At the delivery end of the feed belts 174, 178, the reversing rollers 173, 177 are followed by suction segments 183, having rollers which press resiliently against these suction elements and which once again individualize the addressed blanks and transfer them by a suction cylinder 185 to the suction discs 44 of the station 6 of the machine.

The construction and method of operation of the second addressing station 138 are completely identical to the addressing station 218 described hereinabove so that it is possible to dispense with a separate description thereof. The principal parts thereof are provided with the same reference numerals and prime strokes, for example pairs of edge-perforated feed belts 174' and 178', type cylinder 180' and so on. Two suction cylinders 186, 187, are disposed between the suction segments 183' of the addressing station 318 and the suction cylinder 185, to supply the blanks to the suction cylinder 185, the blanks having been previously once again individualized by the suction segments 183', so that the suction cylinder 185 alternately takes over one blank from the addressing station 218 and one blank from the addressing station 318 for transfer to the suction discs 44.

According to the present invention it is also possible for the addressing station 118 with typewriter mechanism (FIG. 7), disposed at the delivery end of the machine, to be duplicated as described for the addressing stations 218, 318.

Claims

I claim:

1. In a machine for producing envelopes from individual blanks, in combination, means supporting a stack of blanks, means folding said blanks, means removing said blanks individually from said stack and feeding them to said folding means, and a device located between said stack and said folding means for applying inserts to said blanks, said device comprising at least one support for a stack of inserts, rollers, at least one pivoting suction unit removing an insert individually from the last-mentioned stack and transmitting it to said rollers, a gumming unit, and feed belts removing an insert individually from said rollers, applying it to said gumming unit and then applying it to a separate blank moving upon the third-mentioned means toward said folding means.

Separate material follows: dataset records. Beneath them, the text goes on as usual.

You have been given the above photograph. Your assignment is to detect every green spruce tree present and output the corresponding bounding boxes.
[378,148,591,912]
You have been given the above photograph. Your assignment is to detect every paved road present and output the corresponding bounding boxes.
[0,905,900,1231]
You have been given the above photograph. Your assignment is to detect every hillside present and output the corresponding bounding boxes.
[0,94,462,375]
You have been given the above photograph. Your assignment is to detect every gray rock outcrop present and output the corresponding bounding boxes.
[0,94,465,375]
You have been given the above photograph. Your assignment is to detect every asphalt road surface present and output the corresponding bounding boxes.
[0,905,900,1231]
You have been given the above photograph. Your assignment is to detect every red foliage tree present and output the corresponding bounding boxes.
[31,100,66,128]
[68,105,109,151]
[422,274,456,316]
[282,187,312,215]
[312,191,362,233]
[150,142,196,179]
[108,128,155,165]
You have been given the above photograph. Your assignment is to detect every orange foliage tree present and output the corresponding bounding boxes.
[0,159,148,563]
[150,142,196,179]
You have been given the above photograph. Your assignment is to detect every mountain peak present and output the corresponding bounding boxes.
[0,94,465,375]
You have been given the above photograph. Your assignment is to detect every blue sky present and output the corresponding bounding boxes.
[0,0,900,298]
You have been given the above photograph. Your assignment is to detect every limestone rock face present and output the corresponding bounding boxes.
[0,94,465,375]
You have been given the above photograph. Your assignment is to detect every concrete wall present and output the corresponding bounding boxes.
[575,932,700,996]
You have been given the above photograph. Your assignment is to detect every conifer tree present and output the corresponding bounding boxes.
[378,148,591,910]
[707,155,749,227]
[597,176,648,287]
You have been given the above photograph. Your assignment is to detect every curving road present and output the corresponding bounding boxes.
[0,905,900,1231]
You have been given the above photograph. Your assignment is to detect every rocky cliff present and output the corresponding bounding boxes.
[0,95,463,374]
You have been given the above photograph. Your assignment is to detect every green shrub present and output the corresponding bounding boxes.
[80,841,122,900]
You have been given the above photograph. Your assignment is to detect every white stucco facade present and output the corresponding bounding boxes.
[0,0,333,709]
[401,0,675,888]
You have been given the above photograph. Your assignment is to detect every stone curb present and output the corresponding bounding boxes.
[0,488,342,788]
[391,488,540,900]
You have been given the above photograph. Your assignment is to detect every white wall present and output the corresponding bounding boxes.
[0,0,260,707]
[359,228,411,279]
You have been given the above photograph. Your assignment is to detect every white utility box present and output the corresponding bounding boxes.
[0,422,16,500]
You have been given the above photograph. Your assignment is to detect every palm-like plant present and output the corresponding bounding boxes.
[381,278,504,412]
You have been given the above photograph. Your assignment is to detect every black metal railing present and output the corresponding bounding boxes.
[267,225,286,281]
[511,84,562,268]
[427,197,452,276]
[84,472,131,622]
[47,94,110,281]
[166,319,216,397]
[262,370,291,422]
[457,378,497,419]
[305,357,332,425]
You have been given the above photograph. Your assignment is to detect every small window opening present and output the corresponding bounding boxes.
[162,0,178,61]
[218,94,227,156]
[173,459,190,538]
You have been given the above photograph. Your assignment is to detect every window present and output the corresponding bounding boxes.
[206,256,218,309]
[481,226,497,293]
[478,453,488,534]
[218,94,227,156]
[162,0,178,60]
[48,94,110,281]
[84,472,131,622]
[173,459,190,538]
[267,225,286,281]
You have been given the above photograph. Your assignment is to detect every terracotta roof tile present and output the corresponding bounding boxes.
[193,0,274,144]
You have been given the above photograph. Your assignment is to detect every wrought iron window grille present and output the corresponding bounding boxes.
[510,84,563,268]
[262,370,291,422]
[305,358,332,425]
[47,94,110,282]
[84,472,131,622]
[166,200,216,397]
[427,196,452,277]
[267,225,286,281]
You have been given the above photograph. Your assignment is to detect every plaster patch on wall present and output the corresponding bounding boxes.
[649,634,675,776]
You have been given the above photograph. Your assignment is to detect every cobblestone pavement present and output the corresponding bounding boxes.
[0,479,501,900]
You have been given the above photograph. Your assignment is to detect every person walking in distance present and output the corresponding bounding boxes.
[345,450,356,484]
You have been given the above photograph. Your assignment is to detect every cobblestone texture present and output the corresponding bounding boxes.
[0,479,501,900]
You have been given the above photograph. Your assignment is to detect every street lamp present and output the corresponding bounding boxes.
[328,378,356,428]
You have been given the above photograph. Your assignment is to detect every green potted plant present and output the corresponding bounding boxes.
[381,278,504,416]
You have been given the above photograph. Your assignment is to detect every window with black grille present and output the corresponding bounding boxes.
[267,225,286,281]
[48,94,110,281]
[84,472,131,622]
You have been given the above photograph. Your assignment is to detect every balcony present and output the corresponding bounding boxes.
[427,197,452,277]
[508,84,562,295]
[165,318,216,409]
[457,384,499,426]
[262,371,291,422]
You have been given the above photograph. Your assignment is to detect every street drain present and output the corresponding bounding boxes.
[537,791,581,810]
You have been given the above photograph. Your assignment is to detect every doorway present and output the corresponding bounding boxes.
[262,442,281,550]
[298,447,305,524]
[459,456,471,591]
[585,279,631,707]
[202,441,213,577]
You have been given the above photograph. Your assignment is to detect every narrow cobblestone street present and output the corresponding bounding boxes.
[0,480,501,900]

2. A machine in accordance with claim 1, comprising a device for printing addresses upon blanks folded as envelopes, said device comprising a rotary cylinder moving said envelopes, a typewriting mechanism, means moving said envelopes from said rotary cylinder to said typewriting mechanism, means stacking the typewritten envelopes and means moving said envelopes from said typewriting mechanism to said stacking means.